戦争の理不尽さをじわりと伝える、映画での設定変更
翻って映画では、戦争や原爆がかなり前面に押し出されている。悦子の夫二郎は出征した結果、腕に後遺症が残っており、茶碗を持つにも不自由し、ネクタイは妻に結んでもらっている。その彼女自身も被爆して大きなトラウマを抱えており、ときどきその記憶に苛まれる。こうした原作からのいくつかの設定の変更が、観るものに戦争の理不尽さをじわりと伝える。

戦争の記憶を語り継ぐということ
そして映画化におけるもう一つの大きな変更は、戦争の記憶を語り継ぐということを強く打ち出している点だろう。映画では悦子の娘ニキは作家志望であり、母親の戦争や被爆の体験を書き記そうとしている。おそらくは不倫関係と思われる彼女なりのさまざまな個人的問題も抱えているようだが、最後は母親の話をしたためた原稿が入った重いスーツケースを押しながら、バックにロック音楽が鳴り響くなか、一人たくましくロンドンへ帰っていくところで幕を閉じる。

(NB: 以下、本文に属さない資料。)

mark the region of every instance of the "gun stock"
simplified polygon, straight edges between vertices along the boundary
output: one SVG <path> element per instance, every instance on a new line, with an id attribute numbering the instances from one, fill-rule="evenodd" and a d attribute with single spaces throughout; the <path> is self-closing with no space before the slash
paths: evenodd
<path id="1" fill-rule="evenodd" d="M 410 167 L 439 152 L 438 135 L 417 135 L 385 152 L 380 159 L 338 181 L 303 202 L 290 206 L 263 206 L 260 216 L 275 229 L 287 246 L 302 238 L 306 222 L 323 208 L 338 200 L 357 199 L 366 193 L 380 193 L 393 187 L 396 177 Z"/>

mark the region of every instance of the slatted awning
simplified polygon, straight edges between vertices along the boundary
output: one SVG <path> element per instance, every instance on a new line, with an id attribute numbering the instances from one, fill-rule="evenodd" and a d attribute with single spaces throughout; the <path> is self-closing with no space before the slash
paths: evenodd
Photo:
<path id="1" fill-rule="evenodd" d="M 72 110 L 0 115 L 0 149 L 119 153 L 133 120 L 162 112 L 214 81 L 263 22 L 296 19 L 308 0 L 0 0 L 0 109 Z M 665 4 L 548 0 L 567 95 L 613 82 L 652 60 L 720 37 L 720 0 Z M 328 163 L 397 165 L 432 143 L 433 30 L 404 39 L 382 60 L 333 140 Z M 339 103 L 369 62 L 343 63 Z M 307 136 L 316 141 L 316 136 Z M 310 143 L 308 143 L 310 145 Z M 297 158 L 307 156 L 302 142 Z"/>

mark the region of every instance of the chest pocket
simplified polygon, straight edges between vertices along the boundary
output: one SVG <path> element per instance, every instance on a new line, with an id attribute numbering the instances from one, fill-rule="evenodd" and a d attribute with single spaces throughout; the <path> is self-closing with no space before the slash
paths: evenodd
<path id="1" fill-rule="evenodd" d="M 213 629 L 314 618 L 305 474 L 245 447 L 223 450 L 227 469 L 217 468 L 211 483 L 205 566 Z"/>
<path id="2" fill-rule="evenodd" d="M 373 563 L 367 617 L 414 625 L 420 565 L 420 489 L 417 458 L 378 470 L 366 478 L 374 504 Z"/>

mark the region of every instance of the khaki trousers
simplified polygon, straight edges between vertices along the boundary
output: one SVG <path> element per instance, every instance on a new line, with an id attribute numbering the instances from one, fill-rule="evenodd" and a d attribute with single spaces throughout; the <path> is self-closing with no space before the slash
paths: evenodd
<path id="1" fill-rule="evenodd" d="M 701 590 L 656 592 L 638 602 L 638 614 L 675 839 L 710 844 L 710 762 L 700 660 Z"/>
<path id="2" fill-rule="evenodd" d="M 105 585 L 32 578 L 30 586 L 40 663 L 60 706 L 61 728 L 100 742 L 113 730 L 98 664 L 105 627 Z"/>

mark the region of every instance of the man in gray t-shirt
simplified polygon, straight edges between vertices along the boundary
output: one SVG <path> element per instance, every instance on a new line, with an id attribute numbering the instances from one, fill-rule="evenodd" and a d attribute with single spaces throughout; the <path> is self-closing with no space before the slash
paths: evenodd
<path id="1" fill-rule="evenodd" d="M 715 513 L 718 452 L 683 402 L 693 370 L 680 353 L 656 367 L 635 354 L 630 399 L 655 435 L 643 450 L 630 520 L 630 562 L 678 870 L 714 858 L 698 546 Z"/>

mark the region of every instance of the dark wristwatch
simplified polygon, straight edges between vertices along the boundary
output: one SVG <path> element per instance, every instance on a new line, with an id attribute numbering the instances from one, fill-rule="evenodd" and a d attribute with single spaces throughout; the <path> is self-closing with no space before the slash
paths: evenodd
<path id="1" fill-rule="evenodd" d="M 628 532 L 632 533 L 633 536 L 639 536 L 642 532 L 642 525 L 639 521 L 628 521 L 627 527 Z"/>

全体に重苦しく、薄暮のなかの薄気味悪いシーンが印象的な本作であるが、観終わったあとは一つの物語を体験したという深い充実感とともに、このエンディングのために、意外にも爽快な気分で劇場を後にすることになるだろう。

個人的には、原作のあるシーンが巧妙に映像化されているのが特に心に残った。アメリカ人の男性と渡米することを考えている佐知子は、娘の万里子が飼う子猫を邪魔に思って、川の水に沈めて殺そうとする。二階堂ふみ演じる佐知子が、土手の上にいる娘を振り返った時、それをやめさせようとしていた広瀬すずが務める悦子もそろって同じ方向を見る。

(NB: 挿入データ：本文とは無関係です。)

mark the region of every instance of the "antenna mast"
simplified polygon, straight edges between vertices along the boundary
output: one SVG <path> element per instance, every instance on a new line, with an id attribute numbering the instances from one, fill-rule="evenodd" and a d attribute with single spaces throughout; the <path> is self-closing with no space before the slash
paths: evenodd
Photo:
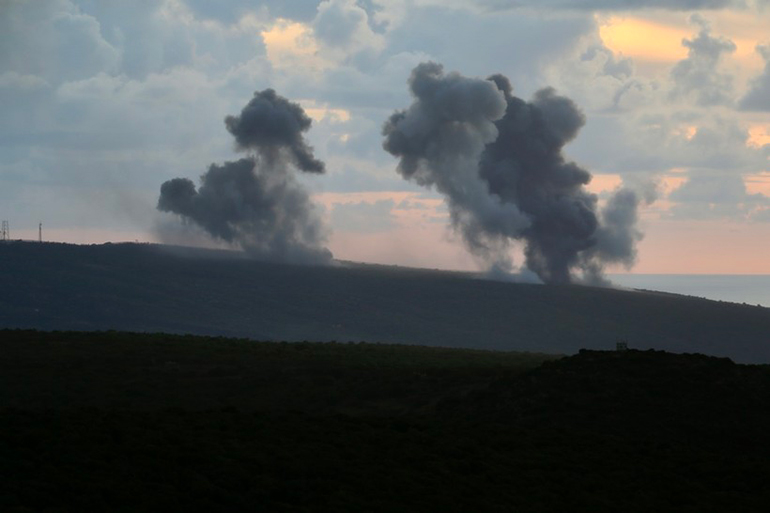
<path id="1" fill-rule="evenodd" d="M 3 227 L 0 228 L 0 240 L 10 240 L 11 229 L 8 227 L 8 221 L 3 221 Z"/>
<path id="2" fill-rule="evenodd" d="M 37 225 L 37 241 L 43 242 L 43 223 Z"/>

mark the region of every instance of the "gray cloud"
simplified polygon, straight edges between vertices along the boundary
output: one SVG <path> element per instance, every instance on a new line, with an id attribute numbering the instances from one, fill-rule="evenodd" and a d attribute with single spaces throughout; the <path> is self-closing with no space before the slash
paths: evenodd
<path id="1" fill-rule="evenodd" d="M 627 57 L 618 58 L 612 50 L 599 44 L 589 46 L 580 56 L 580 60 L 583 62 L 598 58 L 601 58 L 604 62 L 601 69 L 603 75 L 624 80 L 634 73 L 634 65 L 631 59 Z"/>
<path id="2" fill-rule="evenodd" d="M 758 45 L 757 52 L 765 60 L 764 71 L 751 81 L 739 106 L 743 110 L 770 111 L 770 45 Z"/>
<path id="3" fill-rule="evenodd" d="M 223 14 L 223 18 L 210 18 L 176 0 L 72 1 L 82 13 L 98 20 L 102 37 L 119 52 L 119 73 L 132 79 L 201 64 L 221 78 L 238 63 L 265 55 L 259 31 L 239 25 L 239 17 L 247 11 L 257 11 L 256 20 L 266 18 L 253 2 L 204 0 L 200 3 L 208 4 L 210 11 Z"/>
<path id="4" fill-rule="evenodd" d="M 735 52 L 735 43 L 723 37 L 711 35 L 711 28 L 700 16 L 691 20 L 701 27 L 693 39 L 684 39 L 688 48 L 687 58 L 676 63 L 671 70 L 674 88 L 671 98 L 692 96 L 698 105 L 712 106 L 732 101 L 732 76 L 717 69 L 725 54 Z"/>
<path id="5" fill-rule="evenodd" d="M 239 148 L 254 155 L 212 164 L 197 189 L 187 178 L 163 183 L 158 210 L 178 214 L 257 258 L 329 261 L 326 230 L 291 172 L 292 166 L 310 173 L 324 170 L 302 136 L 310 123 L 299 105 L 272 89 L 256 92 L 240 116 L 225 118 Z"/>
<path id="6" fill-rule="evenodd" d="M 309 134 L 315 157 L 332 172 L 323 180 L 303 176 L 301 185 L 347 192 L 424 190 L 385 171 L 393 157 L 381 151 L 380 127 L 394 106 L 409 105 L 404 79 L 426 60 L 439 60 L 468 75 L 501 71 L 516 84 L 516 95 L 526 99 L 541 84 L 554 85 L 590 113 L 580 137 L 566 146 L 566 160 L 576 159 L 592 172 L 620 174 L 624 183 L 666 175 L 672 168 L 711 169 L 747 179 L 767 170 L 770 145 L 747 146 L 745 138 L 746 126 L 760 119 L 699 108 L 695 90 L 668 101 L 670 77 L 656 80 L 642 61 L 629 74 L 630 62 L 602 46 L 599 22 L 591 12 L 718 8 L 727 2 L 527 0 L 497 2 L 501 9 L 530 8 L 495 12 L 479 8 L 481 0 L 336 0 L 328 5 L 332 3 L 352 6 L 341 15 L 354 15 L 357 24 L 348 25 L 353 32 L 366 28 L 356 9 L 363 8 L 381 46 L 360 52 L 350 37 L 353 32 L 328 32 L 333 23 L 322 35 L 319 0 L 0 0 L 0 171 L 9 215 L 30 223 L 40 218 L 47 226 L 56 219 L 73 231 L 82 226 L 103 233 L 126 228 L 140 236 L 151 229 L 153 216 L 129 226 L 121 221 L 122 206 L 83 198 L 136 189 L 154 204 L 159 182 L 187 176 L 189 170 L 199 169 L 194 174 L 200 174 L 209 162 L 224 167 L 226 160 L 237 160 L 232 139 L 218 121 L 222 113 L 239 113 L 242 99 L 267 87 L 302 98 L 303 105 L 313 101 L 318 108 L 350 113 L 344 123 L 327 119 L 314 123 L 312 133 L 302 132 L 306 138 Z M 757 9 L 744 14 L 767 14 L 758 2 L 749 4 Z M 649 14 L 659 19 L 661 13 Z M 720 14 L 714 16 L 716 22 Z M 330 67 L 319 68 L 309 80 L 299 67 L 271 63 L 261 32 L 278 26 L 277 17 L 313 29 L 303 41 L 316 43 L 318 59 Z M 696 40 L 697 31 L 688 39 Z M 335 37 L 340 38 L 336 46 Z M 719 39 L 713 32 L 710 37 Z M 353 53 L 359 56 L 349 57 Z M 722 53 L 725 57 L 729 59 L 729 52 Z M 727 64 L 737 67 L 743 61 Z M 762 86 L 767 75 L 757 76 L 748 93 L 739 91 L 746 93 L 743 109 L 765 108 L 767 103 L 758 101 L 767 98 L 759 94 L 767 92 Z M 730 97 L 729 91 L 722 93 Z M 698 117 L 685 122 L 677 117 L 683 111 Z M 295 165 L 288 149 L 277 153 Z M 258 155 L 254 160 L 261 173 L 268 159 Z M 290 172 L 297 178 L 296 169 Z M 201 183 L 190 177 L 200 192 Z M 89 188 L 93 184 L 99 193 Z M 676 203 L 680 218 L 696 218 L 707 205 L 684 196 Z M 180 224 L 176 216 L 155 216 Z M 596 216 L 603 225 L 601 208 Z M 188 226 L 198 225 L 190 221 Z"/>
<path id="7" fill-rule="evenodd" d="M 747 192 L 741 175 L 709 169 L 689 170 L 668 199 L 676 202 L 669 213 L 675 219 L 759 220 L 757 214 L 770 207 L 767 196 Z"/>
<path id="8" fill-rule="evenodd" d="M 751 216 L 751 220 L 758 223 L 770 223 L 770 206 L 757 210 Z"/>
<path id="9" fill-rule="evenodd" d="M 312 26 L 316 39 L 333 49 L 355 53 L 380 42 L 368 13 L 355 0 L 321 2 Z"/>
<path id="10" fill-rule="evenodd" d="M 217 2 L 216 0 L 184 0 L 184 3 L 196 15 L 221 21 L 234 23 L 245 13 L 265 8 L 276 18 L 287 18 L 295 21 L 310 21 L 316 14 L 320 0 L 261 0 L 259 3 L 253 0 L 228 0 Z"/>
<path id="11" fill-rule="evenodd" d="M 383 147 L 404 178 L 445 196 L 452 226 L 490 268 L 510 268 L 514 240 L 545 282 L 633 263 L 639 199 L 623 190 L 597 213 L 583 188 L 590 173 L 562 155 L 585 123 L 571 100 L 543 89 L 525 102 L 502 75 L 466 78 L 435 63 L 417 66 L 409 85 L 414 102 L 385 123 Z"/>
<path id="12" fill-rule="evenodd" d="M 547 62 L 596 30 L 589 12 L 474 12 L 429 6 L 414 9 L 388 33 L 391 52 L 418 53 L 451 69 L 482 75 L 495 69 L 534 90 Z M 423 60 L 427 57 L 424 57 Z"/>
<path id="13" fill-rule="evenodd" d="M 361 191 L 408 191 L 420 192 L 420 188 L 398 179 L 389 173 L 387 176 L 358 170 L 345 165 L 340 171 L 330 172 L 324 179 L 323 190 L 328 192 Z"/>
<path id="14" fill-rule="evenodd" d="M 355 3 L 329 0 L 319 4 L 313 32 L 329 46 L 348 47 L 358 27 L 366 22 L 366 11 L 356 7 Z"/>
<path id="15" fill-rule="evenodd" d="M 337 203 L 331 212 L 331 223 L 335 231 L 379 232 L 393 228 L 391 211 L 393 200 L 380 200 L 374 203 Z"/>
<path id="16" fill-rule="evenodd" d="M 0 69 L 51 84 L 115 71 L 120 52 L 67 0 L 0 2 Z"/>
<path id="17" fill-rule="evenodd" d="M 748 176 L 767 169 L 770 145 L 747 144 L 745 122 L 724 109 L 650 105 L 649 114 L 594 114 L 570 155 L 624 182 L 654 179 L 672 169 Z"/>
<path id="18" fill-rule="evenodd" d="M 480 3 L 492 9 L 541 7 L 591 11 L 630 11 L 640 9 L 693 11 L 745 6 L 745 2 L 741 0 L 481 0 Z"/>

ここでそれまで一見正反対の性格のようだった二人が、一瞬のあいだ不気味に重なる。原作ではほんの数行のこのシーン、映画でもごくわずかの時間だが、娘の万里子の視点から見つめるほの暗い河原に立つ二人の無表情な顔が、美しくも背筋をぞっとさせる。広瀬と二階堂の若手実力派が遺憾なくその力を発揮し、この対照的でありながら、時折奇妙に重なる二人の女性を見事に演じきっている。そしてこうした記憶をひとり手繰り寄せる初老の悦子を、人生に疲れたかのような表情で吉田が好演している。